Protected area in Bangladesh

Padma Bridge Wildlife Sanctuary is an important protected area in Bangladesh, stretching across the Padma River and its surrounding extensive wetlands and terrestrial areas in the south-central part of the country. The sanctuary covers parts of Faridpur District, Munshiganj District, Shariatpur District, and Madaripur District. It was officially declared by the Government of Bangladesh on 26 November 2020 and published in the government gazette on the same day. Its total area is 11,772.608 hectares (approximately 117.72 square kilometres), of which about three-fourths are wetlands and the remaining are terrestrial areas.

== Location and history ==
The sanctuary has been established across the wetlands along the banks of the Padma River and adjacent lands, covering four districts — Faridpur, Munshiganj, Shariatpur, and Madaripur. Among nearby towns, Madaripur and Shariatpur are notable.

It was officially declared and gazetted on 26 November 2020. The total area of the sanctuary is 117.72 square kilometres, with about three-fourths being wetlands and the remaining one-fourth being land. It is divided into two zones: a core area of 81.19 square kilometres and a buffer area of 36.30 square kilometres.

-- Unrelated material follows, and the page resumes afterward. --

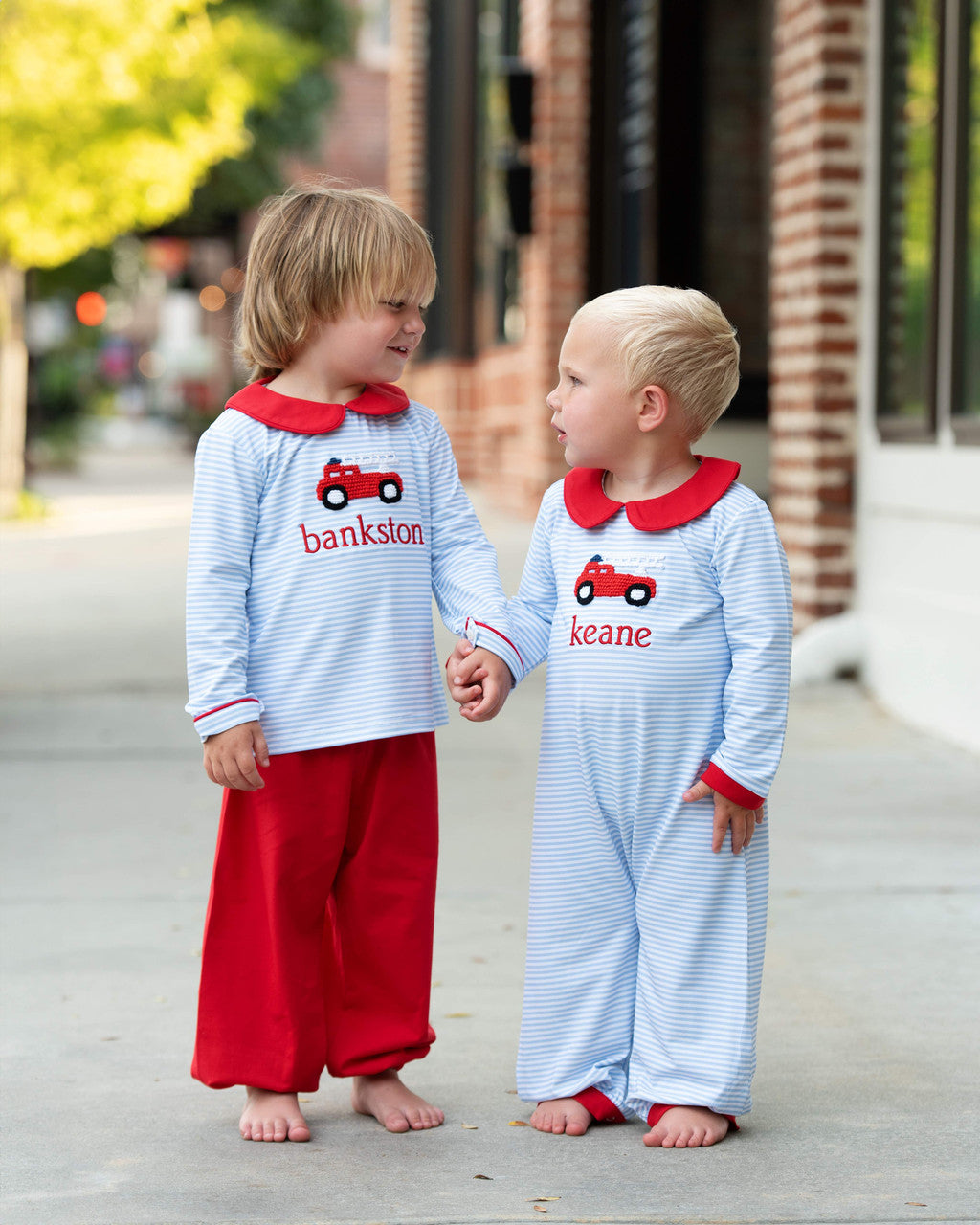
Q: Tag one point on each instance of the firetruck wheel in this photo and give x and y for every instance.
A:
(637, 594)
(335, 498)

The river and surrounding areas near Padma Bridge have been rich in biodiversity since ancient times. Rare and endangered aquatic species such as the Ganges river dolphin and various native and migratory birds inhabit this area. The sanctuary aims to conserve this unique river-dependent ecosystem, protect wildlife habitats, and strengthen efforts to preserve local and global biodiversity. River course changes, sand extraction, pollution, and human-induced pressures pose significant threats to this ecosystem.

== Biodiversity ==
The Padma Bridge Wildlife Sanctuary is home to a variety of wildlife and plant species. A total of 25 species of mammals, 112 species of birds, 35 species of reptiles, 16 species of amphibians, 89 species of fish, 20 species of butterflies, and 29 species of mollusks and clams have been recorded. In addition, 312 species of plants and vines are found here.

Notable mammals in the area include the Ganges river dolphin, fox, jackal, otter, fishing cat, jungle cat, mongoose, otter, and civet. The bird population comprises a variety of native and migratory species.

| Class | Species |
|---|---|
| Mammals | Ganges river dolphin, fox, jackal, otter, fishing cat, jungle cat, mongoose, otter, civet |
| Birds | Various native and migratory species |
| Reptiles | Monitor lizard, rat snake, spectacled cobra, checkered keelback, banded krait, lizard, garden lizard, water snakes, turtles, tortoises |
| Turtles and tortoises | Ganges softshell turtle, Indian roofed turtle, river terrapin, yellow tortoise |

This rich biodiversity plays an important role in maintaining the ecological balance of the Padma River and its adjacent areas.

=== Conservation challenges ===
Although the sanctuary was established for biodiversity conservation, sand extraction, river course changes, pollution, and human pressures are being seen as threats to the area.